Tantissimi personaggi e tantissimi attori molto noti al pubblico. Non tutti all’altezza però, perché c’è chi si cala puntigliosamente nella parte (Placido, politico dal linguaggio sporco e scurrile e Rocco Papaleo, l’agente che si preoccupa di tener in piedi un’agenzia composta da persone improponibili) e chi patisce la propria incapacità di essere espressivo e di usare il corpo come strumento efficace per la recitazione (Gassman, Raoul Bova ed Ambra Angiolini, i tre figli Spagnolo).

Al di là di un deludente capitolo sulla recitazione, il film mostra una sceneggiatura debolissima. Perché infarcita di frasi ad effetto e al tempo stesso scontate (“io son ricco e passo avanti,lei è povera e si attacca al cazzo”), qualunquiste (“noi qui stiamo a fa’ l’inciucio come con la bicamerale, il compromesso storico”, non proprio due manovre politiche accomunate dallo stesso movente, ma questo forse al regista non interessa), di dialoghi scurrili, di allusioni ai favori sessuali (“sua figlia è bona, le si può dare una botta?”).

L’equilibrio filmico si rompe  quando il politico, dopo un malore, diventa sincero e cerca la redenzione. Placido è folgorato, esagera con la verità, dialoga con i figli che prima considerava merce e sprona tutti a tre affinché facciano qualcosa di buono. E in più,  parla al popolo affermando di essere guarito e pronto a mettersi a disposizione della magistratura, che tutti i politici fanno schifo e che bisognerebbe scrivere l’articolo 140 della Costituzione: “tutti hanno il diritto di conoscere la verità”.

Non voglio esimermi, come spererebbe questo ipotetico articolo costituzionale, dal pronunciare la mia personale e completa verità sul film. Con “Viva l’Italia”, mancata commedia dell’arte e fallito film di denuncia, si ride pochissimo attraverso battute già sentite, ma soprattutto trionfa il qualunquismo all’italiana. Fa tutto schifo, l’Italia è un paese di merda, tutti i politici sono bugiardi. Nel film abbonda la critica ad un sistema che è evidentemente marcio, ma lo spirito costruttivo degli autori è al minimo storico. Sono partiti con tanta ambizione, con il desiderio di raccontare l’Italia berlusconiana che non riusciamo a cambiare e alla fine hanno peccato di presunzione.
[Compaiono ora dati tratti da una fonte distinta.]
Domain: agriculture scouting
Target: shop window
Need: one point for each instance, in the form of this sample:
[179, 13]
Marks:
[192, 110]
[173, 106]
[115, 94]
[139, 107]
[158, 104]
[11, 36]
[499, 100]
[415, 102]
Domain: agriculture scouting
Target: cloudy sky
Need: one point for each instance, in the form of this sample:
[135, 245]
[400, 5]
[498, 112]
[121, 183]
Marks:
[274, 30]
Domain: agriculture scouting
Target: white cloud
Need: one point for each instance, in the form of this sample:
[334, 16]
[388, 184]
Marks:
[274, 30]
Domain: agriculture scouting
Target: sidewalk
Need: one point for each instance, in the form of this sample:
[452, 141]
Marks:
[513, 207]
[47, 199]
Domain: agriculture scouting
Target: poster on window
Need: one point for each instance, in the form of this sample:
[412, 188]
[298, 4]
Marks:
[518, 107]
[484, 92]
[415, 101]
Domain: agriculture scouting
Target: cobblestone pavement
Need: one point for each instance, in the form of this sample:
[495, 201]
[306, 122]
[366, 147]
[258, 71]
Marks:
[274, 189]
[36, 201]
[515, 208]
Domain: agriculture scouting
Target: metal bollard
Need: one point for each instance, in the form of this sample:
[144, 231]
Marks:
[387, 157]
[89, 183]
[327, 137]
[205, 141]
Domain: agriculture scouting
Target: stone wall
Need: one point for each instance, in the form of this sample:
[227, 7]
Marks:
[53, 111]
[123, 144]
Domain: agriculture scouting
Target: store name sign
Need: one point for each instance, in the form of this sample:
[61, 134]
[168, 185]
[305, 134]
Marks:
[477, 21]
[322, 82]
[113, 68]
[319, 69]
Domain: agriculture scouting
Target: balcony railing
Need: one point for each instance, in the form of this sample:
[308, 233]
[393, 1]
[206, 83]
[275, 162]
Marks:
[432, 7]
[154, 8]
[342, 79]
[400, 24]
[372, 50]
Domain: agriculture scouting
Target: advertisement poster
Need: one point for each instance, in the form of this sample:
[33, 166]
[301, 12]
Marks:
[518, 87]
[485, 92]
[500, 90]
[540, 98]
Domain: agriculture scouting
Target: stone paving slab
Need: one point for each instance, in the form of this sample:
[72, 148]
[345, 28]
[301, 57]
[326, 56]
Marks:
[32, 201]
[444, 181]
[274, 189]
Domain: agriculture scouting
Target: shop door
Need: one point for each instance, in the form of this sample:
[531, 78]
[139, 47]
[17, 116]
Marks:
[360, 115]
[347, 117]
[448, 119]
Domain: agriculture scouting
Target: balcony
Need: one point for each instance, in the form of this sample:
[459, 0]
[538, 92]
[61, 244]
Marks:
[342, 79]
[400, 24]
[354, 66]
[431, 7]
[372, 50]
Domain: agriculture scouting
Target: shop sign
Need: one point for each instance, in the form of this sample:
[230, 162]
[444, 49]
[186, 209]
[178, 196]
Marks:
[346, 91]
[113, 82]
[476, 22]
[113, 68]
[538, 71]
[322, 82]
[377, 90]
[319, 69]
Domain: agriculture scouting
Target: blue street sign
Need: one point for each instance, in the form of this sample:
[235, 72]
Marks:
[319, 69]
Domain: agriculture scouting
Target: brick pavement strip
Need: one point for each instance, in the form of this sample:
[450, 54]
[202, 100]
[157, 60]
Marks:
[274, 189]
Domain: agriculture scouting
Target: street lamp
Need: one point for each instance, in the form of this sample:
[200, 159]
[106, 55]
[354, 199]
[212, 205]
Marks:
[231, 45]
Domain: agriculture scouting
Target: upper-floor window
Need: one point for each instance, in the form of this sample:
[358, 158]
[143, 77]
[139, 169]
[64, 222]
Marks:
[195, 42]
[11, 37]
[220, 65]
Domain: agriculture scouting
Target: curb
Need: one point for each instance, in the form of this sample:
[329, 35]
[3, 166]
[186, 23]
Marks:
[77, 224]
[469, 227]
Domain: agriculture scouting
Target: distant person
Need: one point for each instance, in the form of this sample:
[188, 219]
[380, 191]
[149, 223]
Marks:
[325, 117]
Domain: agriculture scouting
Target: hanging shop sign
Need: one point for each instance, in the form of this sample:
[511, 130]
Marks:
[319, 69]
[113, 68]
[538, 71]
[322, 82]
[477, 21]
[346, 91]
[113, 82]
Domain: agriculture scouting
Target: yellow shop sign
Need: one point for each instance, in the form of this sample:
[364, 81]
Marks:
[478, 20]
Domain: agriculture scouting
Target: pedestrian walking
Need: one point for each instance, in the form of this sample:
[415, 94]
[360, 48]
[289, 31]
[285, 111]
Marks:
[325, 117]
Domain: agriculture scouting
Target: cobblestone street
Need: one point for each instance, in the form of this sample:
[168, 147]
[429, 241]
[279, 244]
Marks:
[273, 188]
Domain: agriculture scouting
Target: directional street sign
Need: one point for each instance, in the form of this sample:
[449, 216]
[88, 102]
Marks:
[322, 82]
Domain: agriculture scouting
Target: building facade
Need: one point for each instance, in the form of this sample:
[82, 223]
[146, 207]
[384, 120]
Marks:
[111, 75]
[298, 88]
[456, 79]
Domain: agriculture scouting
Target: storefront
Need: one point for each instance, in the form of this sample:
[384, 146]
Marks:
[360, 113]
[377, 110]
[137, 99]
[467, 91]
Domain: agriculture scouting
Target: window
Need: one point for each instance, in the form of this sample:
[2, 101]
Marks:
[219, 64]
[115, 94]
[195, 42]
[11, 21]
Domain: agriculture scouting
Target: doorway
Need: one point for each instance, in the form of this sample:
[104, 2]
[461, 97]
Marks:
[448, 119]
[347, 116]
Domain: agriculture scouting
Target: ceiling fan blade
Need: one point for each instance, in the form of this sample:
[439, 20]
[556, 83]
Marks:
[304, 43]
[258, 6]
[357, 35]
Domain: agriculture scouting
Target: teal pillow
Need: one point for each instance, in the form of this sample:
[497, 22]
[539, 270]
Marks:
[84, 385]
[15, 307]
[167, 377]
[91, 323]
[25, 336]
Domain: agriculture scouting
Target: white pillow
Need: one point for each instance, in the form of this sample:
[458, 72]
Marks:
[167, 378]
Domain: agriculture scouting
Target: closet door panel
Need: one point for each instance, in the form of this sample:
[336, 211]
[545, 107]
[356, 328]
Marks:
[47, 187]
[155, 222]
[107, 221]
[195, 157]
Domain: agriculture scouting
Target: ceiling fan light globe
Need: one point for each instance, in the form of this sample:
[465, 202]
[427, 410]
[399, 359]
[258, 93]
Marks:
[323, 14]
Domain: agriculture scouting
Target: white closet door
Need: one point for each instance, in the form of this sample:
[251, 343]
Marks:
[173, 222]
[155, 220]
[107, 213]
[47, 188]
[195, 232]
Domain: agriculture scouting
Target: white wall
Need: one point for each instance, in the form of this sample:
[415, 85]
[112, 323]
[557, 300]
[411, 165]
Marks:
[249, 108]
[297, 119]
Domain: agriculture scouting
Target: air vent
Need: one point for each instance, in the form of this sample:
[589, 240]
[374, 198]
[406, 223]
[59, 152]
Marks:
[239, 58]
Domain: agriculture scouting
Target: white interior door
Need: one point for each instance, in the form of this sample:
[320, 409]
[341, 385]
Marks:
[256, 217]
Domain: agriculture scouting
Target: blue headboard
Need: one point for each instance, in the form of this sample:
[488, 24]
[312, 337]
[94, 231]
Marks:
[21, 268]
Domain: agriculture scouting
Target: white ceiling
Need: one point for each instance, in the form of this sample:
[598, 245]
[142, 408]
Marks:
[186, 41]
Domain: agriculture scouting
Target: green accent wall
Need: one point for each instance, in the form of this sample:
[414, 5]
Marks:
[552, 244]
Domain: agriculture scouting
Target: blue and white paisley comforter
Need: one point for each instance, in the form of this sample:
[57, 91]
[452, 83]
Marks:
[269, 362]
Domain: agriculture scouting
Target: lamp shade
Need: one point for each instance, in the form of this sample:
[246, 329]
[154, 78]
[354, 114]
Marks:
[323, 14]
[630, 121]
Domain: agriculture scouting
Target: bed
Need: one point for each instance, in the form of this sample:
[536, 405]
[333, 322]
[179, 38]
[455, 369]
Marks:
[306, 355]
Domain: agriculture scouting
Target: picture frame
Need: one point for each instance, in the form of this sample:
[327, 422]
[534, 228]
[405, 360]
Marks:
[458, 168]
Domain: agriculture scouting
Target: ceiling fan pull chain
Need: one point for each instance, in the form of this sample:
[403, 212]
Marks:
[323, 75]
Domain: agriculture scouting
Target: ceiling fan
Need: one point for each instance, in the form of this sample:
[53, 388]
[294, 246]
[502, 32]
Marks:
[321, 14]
I temi scottanti e meritevoli di attenzione erano talmente tanti che si è pensato bene di trattarli con un atteggiamento, scusate la ripetizione, troppo qualunquista. E mentre scorrono i titoli di coda, viene da domandarsi: cosa è stato servito al pubblico? Ripensandoci a mente fredda, vien da rispondere: un minestrone freddo dagli ingredienti teoricamente succosi ma mal-cotti (per esempio le musiche, da Daniele Silvestri a Mino Reitano); un’opera che ambiva a diramare  nuove maschere sociali ed ha finito col vendere stoffe bucate.

Il cinema può e deve abbattere il pregiudizio calandosi fino al midollo di una cosa con lo scopo di sputare fuori ogni escremento, creare altri mondi e una visione diversa sugli uomini e sulla vita, mostrare le nostre maschere in tutta la loro brutalità e intimità. Accadeva questo con i grandi della commedia all’Italiana (Monicelli, Risi). Loro potevano sbraitare e lamentarsi, ma mai perdevano il gusto per l’analisi mai banale e attenta dei costumi italici. Oggi, se molto commedie italiane (guai se in questo caso proprio io pecco di qualunquismo e faccio a meno di notare che Garrone, Sorrentino e Salvatores realizzano film migliori)  sposano i contenuti di “Viva l’Italia” e dei film di Parenti e Vanzina, si ha tanta voglia di sedersi in poltrona e rivedere i vecchi film dei nostri grandi maestri.